The beauty of this dish is not only it's ease, but versatility. While I recommend you try my combo, if there's one veggie or another that you don't care for, sub it for something else or double up another. You can also choose to leave off the meat and/or egg.

While I grew up eating Chinese food, you wouldn't typically find me with a bowl of fried rice. Really I was just too involved with orange chicken and crab rangoons to even give it a once over. I know now that I was severely under appreciating the dish. Cauliflower has given me the opportunity to give fried rice the love it truly deserves. Please, do the same.
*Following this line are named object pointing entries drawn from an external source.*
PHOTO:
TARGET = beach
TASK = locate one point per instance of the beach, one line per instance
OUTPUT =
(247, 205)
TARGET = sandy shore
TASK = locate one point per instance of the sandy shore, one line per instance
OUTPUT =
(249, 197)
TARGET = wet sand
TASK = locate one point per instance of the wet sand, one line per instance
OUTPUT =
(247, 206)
PS - You all may notice now that there are social sharing buttons on the side of my site. This is to make it easy for you to save your favorite recipes. I've also teamed up with Yummly to form a Personally Paleo publishers page. Use the "Yum" button on the left to easily add your favorite dishes to your own recipe box! 


Paleo Fried Rice

Time: 15-20 mins
Yields: 4-6 servings

Ingredients:
2 med. heads worth of cauliflower rice
1 cup each: carrot (shredded), mushrooms & green beans (diced)
3 tsp minced garlic
2-3 tbs coconut oil
⅓-½ cup coconut aminos
1 ½ tsp ground ginger
1 tbs cilantro
½ tbs basil
1-1 ½ lb chicken*
3 eggs*
chopped scallions*

*Optional
Steps:
  1. In medium sauce pan, melt 1 tbs coconut oil. Dice your chicken and toss it the pan until cooked through. Remove with slotted spoon and set aside when done.
  2. While chicken is cooking, melt oil in large wok or skillet on med-high heat.Toss in green beans and allow to cook for 5 minutes before adding in mushroom, carrot and garlic. Continue to cook for another 5-10 until they begin to soften slightly.
  3. Going back to your original medium pan, be sure there is still some oil left in it or add more. Then, crack the eggs directly into it and quickly scramble with a spoon. You can use this same spoon to break up the egg into smaller bits for your dish. When done, remove from heat.
  4. Add cauliflower rice into your large wok. Stir fry for 4-5 minutes. Mix in the aminos, ginger, cilantro and basil and cook for another few minutes. Add additional aminos if desired.
  5. Toss in your egg and chicken and mix well. Serve topped with a scallion garnish.